2014年11月に、アルゼンチンの北部の町Saltaから、チリのAntogafasta行きのバスに乗って、アンデス山脈を越えた。目が痛くなるほど、空はどこまでも青い。1時間も眠ったろうか。窓の景色は、まるで変りない。暫くして、又、まどろんでしまった。目が覚めると、再び砂漠だった。
人口約5,000人のオアシスSan Pedro de Atacamaは、地域の交通と観光の中心になっている。高度2,407mのアタカマ砂漠の真ん中にある。スペイン植民地時代は、ペルー副王国がチリを征服するための拠点だった。その後、長らくボリビア領だった。アドベが続く街並みは、ひたすら静かで、時の流れを忘れる。このままずっとハンモックに揺られ続けていたい。
車で1時間くらいの所に、Laguna Miscantiがある。生き物は、フラミンゴと人間だけだ。湖に着くまでは、古代の海が干上がった砂漠が続く。写真で灰色に見えるのは、塩だ。もし真っ白だったら、そして、湖に好き勝手に入れるのだったら、今大人気のボリビアSalar de Uyuniと言う事になる。但し、灰色の方が一般的だし、どこにでもある。それに、ここはボリビアと違って、環境汚染にうるさい。均茶庵がうっかり規制線を越えてしまったら、遠くの方からGuarda Parqueパークレンジャーが、警告の笛をならした。見ていた。
旅から戻ると、例外無く考えるようになってしまった。もう一度ここに来る機会は、あるのだろうか。もう一度、この空の青さの中で飛び跳ねてみたい。そして、空気の薄さに、よろけてみたい。しかし、70歳は、重い。

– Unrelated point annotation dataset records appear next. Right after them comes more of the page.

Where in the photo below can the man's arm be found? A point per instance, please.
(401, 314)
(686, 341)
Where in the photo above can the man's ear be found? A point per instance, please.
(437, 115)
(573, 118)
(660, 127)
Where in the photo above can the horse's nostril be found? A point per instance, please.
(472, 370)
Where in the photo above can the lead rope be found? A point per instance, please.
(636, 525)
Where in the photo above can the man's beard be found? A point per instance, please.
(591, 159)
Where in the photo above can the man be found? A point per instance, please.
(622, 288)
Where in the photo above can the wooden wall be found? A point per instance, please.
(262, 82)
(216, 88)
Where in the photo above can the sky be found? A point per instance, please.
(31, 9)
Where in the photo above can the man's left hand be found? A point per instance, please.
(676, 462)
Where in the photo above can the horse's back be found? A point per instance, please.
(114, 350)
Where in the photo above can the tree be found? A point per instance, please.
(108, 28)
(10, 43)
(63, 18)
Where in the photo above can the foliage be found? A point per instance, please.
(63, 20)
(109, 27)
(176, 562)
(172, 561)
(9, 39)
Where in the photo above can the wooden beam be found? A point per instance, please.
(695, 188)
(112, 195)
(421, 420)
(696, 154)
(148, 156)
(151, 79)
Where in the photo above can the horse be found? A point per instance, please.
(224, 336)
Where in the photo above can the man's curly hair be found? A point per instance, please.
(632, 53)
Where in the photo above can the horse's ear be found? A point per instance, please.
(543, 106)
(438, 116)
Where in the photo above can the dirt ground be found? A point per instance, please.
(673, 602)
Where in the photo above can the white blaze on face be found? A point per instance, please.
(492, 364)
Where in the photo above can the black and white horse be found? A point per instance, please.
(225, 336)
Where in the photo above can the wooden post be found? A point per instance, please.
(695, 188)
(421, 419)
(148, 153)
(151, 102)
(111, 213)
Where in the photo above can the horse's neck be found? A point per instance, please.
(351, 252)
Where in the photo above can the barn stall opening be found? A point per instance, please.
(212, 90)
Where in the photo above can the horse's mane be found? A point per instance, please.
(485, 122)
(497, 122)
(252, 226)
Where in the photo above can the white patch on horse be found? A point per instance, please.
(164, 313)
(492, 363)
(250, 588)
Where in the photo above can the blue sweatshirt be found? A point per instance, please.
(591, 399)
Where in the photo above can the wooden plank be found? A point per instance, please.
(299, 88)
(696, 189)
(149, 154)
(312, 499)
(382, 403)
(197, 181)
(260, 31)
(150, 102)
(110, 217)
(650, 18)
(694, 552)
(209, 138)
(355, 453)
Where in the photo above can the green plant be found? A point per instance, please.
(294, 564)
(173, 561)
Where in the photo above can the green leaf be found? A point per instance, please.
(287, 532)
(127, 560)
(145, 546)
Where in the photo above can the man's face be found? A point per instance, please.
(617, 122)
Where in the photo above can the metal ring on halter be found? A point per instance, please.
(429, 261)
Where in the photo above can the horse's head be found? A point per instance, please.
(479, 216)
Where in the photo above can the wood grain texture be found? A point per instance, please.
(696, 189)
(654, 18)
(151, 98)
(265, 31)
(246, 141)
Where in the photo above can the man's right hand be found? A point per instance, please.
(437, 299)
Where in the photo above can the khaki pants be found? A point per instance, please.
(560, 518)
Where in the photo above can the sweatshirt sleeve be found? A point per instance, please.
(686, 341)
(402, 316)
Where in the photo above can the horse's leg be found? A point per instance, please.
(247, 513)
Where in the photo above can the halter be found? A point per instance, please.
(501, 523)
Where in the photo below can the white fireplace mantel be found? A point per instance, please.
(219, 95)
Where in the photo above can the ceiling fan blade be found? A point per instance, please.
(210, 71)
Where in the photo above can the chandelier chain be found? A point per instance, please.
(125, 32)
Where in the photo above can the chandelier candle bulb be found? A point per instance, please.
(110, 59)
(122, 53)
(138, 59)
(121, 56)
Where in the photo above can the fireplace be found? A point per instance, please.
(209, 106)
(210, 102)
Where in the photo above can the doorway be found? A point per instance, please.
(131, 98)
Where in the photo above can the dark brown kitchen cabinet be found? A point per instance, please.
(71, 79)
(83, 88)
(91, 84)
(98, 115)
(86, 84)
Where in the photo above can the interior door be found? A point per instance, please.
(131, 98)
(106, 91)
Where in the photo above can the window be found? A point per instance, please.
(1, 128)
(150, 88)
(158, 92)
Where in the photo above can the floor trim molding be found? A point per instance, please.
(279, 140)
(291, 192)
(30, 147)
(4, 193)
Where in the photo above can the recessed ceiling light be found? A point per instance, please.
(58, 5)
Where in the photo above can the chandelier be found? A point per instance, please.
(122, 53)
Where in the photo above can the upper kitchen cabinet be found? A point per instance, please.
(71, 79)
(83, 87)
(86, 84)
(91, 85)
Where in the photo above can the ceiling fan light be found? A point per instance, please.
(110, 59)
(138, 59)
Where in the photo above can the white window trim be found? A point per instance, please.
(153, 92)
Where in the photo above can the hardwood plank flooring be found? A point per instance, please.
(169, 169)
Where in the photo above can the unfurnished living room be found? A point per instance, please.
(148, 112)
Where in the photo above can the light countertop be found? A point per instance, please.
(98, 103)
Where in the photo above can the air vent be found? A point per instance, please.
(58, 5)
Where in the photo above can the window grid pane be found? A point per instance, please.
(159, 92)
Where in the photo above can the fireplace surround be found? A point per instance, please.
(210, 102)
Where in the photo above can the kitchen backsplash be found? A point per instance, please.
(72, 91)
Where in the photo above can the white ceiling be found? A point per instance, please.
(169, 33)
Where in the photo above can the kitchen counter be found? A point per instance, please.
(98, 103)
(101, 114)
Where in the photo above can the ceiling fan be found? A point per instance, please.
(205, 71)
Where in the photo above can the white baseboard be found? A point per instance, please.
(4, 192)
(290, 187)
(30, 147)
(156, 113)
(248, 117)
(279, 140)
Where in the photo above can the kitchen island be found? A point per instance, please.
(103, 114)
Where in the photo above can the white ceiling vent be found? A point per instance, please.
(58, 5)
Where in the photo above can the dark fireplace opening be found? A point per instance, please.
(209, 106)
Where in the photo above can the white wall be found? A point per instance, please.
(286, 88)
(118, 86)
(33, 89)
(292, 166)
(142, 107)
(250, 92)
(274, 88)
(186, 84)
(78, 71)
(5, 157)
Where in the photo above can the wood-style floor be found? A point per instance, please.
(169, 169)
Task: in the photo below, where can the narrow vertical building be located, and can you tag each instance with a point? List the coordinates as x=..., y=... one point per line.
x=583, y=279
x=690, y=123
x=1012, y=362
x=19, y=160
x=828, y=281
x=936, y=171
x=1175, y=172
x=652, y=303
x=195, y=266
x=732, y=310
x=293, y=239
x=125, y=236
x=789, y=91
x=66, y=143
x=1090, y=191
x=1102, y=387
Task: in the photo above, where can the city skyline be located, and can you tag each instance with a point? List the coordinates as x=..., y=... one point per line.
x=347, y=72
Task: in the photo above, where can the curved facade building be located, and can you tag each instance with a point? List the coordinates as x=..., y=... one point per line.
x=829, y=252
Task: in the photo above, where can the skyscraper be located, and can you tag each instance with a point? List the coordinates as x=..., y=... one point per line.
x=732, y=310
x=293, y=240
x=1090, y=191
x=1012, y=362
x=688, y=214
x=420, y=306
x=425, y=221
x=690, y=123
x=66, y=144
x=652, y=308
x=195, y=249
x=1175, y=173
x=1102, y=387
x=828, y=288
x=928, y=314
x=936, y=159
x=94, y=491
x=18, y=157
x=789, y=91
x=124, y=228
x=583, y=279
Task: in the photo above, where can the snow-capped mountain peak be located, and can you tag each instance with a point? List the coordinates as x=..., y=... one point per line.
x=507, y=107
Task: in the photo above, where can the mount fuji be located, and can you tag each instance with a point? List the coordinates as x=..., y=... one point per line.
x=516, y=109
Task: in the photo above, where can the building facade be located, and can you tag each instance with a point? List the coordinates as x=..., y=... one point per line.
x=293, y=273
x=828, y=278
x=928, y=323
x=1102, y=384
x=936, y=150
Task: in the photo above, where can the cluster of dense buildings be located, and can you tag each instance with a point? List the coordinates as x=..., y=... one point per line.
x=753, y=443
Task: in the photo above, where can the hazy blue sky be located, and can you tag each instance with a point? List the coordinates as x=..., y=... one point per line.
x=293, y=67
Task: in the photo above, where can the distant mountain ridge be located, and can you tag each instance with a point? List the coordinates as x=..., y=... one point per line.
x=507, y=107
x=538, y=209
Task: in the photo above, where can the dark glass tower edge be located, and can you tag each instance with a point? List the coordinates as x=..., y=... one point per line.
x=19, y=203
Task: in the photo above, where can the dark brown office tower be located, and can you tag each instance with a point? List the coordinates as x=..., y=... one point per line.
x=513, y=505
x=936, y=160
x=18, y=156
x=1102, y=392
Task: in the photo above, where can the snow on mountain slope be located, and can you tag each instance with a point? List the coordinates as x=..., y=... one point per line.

1996年5月にチリとアルゼンチンの国境にあるLaguna del Mauleをカヤックで渡り、湖畔で一人キャンプした時もそうだった。ここは標高2,160mだ。チリの首都Santiagoから、南へ250kmのアンデス山中にある。火口湖の入り口まで、年に数か月しか通じない道路を、オフロード車で走った。「必ずもう一度来よう。」近くの小高い丘に登って、石を並べて、自分の名前を書いた。数え切れないほどの星と、南十字星と、二つのマゼラン星雲を眺めながら、ピスコ酒を飲んだ。ピューマの遠吠えが、心地よく響いていた。日本人でこの景色を見たのは、均茶庵だけの筈だ。それから、20年以上経ってしまった。未だ行っていない。
San Pedro de Atacama。もう一度ここに来る機会は、あるのだろうか。